Desideravo partire dallo sguardo di oggi, quindi su un auto, e percorrere una strada piuttosto contorta, difficile e lunga per raggiungere il posto del processo. Io avevo presente un’idea ben precisa di tribunale: un tribunale corrotto, distrutto, in sfacelo, dove l’autorità ha una mano pesante fino a condannarti a morte. Un tribunale potente e terribile. Il punto di forza della storia è che il podestà parla e non si vede. In questa maniera volevo far passare il messaggio che le atrocità vengono sempre nascoste.

 

Il processo si svolge in totale isolamento, in un contesto industriale. Si tratta di un capannone abbandonato della Stazione Nord di Milano, alla Bovisa, la vecchia Montedison. Il contrasto con le inquadrature di paesaggi montani, precisamente della zona di Pedenosso in Provincia di Sondrio, è certamente netto ed evidente.

Nel cinema è lo spettatore che mette in moto il film e fa le proprie associazioni personali. L’immaginazione della regista non segue una vera logica. Il film si avvantaggia di un linguaggio simbolico e surreale.

 

Il rumore dei treni che passano nelle vicinanze sembra sottolineare l’isolamento all’interno del capannone: i passeggeri di quei convogli non sanno cosa sta succedendo nello stabile. Sembra essere un processo in incognito.

Quando vieni torturato e preso prigioniero, sei quasi sempre in un luogo estraneo. Le torture avvengono sempre in incognito. Sono sempre nascoste e in posti che il comune cittadino non immagina.

 

Risaltano alcuni inserti intercalati nello svolgimento del processo vero e proprio, come quello dei lettori di giornale in una sala d’aspetto, l’intervento di una donna davanti a una stazione, o le testimonianze dei compaesani, in piena natura, in montagna. Che cosa ha voluto esprimere con queste scelte?

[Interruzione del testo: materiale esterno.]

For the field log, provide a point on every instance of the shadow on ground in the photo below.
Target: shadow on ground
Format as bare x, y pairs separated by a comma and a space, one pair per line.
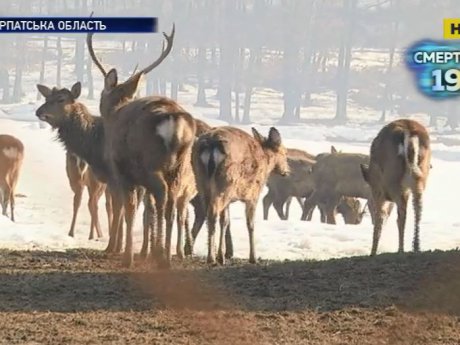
87, 280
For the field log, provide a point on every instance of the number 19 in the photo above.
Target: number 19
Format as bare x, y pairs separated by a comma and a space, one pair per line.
449, 81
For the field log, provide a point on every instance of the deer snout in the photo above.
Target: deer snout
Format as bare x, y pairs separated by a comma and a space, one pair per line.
41, 114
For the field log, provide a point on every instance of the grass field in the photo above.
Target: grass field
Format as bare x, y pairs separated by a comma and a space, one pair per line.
83, 297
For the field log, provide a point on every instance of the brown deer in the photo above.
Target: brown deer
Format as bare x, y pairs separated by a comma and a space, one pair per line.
230, 165
399, 165
80, 175
11, 158
148, 143
337, 175
82, 134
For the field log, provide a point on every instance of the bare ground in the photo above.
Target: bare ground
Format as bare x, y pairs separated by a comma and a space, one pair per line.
84, 297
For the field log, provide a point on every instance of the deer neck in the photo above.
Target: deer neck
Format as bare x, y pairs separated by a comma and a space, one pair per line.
83, 135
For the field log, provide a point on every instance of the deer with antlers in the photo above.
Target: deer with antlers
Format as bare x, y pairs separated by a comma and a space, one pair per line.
11, 158
148, 143
230, 165
81, 175
399, 164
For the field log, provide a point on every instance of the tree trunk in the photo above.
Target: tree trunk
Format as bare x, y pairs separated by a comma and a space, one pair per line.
59, 62
201, 92
253, 57
80, 58
43, 65
20, 53
225, 86
344, 63
387, 94
89, 74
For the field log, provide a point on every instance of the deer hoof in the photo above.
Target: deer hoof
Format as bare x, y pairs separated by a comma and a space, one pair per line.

Quei lettori stanno leggendo gli articoli in cui è scritto che Caterina è stata condannata e messa al rogo. La donna che sta alla fermata della Ferrovia Nord mentre il treno si ferma, dice: “L’hanno condannata nonostante Caterina dicesse di essere innocente”. Quella è una donna qualsiasi che seguiva il caso Caterina Ross, come noi abbiamo seguito negli anni scorsi il caso di Giulio Regeni o la detenzione dello studente Patrick Zaki. È tutto molto contemporaneo sia per quanto riguarda l’oggi, ma anche per quello che riguarda il domani, perché domani sarà sempre la stessa storia. Non cambia niente, se non i mezzi.

 

Sembra che in questo film Lei abbia voluto penetrare nel clima emotivo di quelle situazioni coercitive senza però essere di parte.

Vorrei fare un appunto sul mio cinema. È un cinema aperto, che lascia aperte diverse questioni. Io vorrei che lo spettatore decida da sé, si faccia la sua storia e rifletta senza condizionamenti e guide. In questo film mi sono calata in quel tempo, mi sono messa nei panni di quella donna, tutto qui.

 

Una domanda che si pone il valposchiavino guardando il film è il perché le riprese non sono state girate a Poschiavo.

Poschiavo è sempre presente nei testi del film. Il verbale del processo è ripreso pari pari. C’è una realtà dei fatti; però ci sono anche le scelte della regista, come per i luoghi di ripresa che devono essere funzionali alla storia come l’ho creata.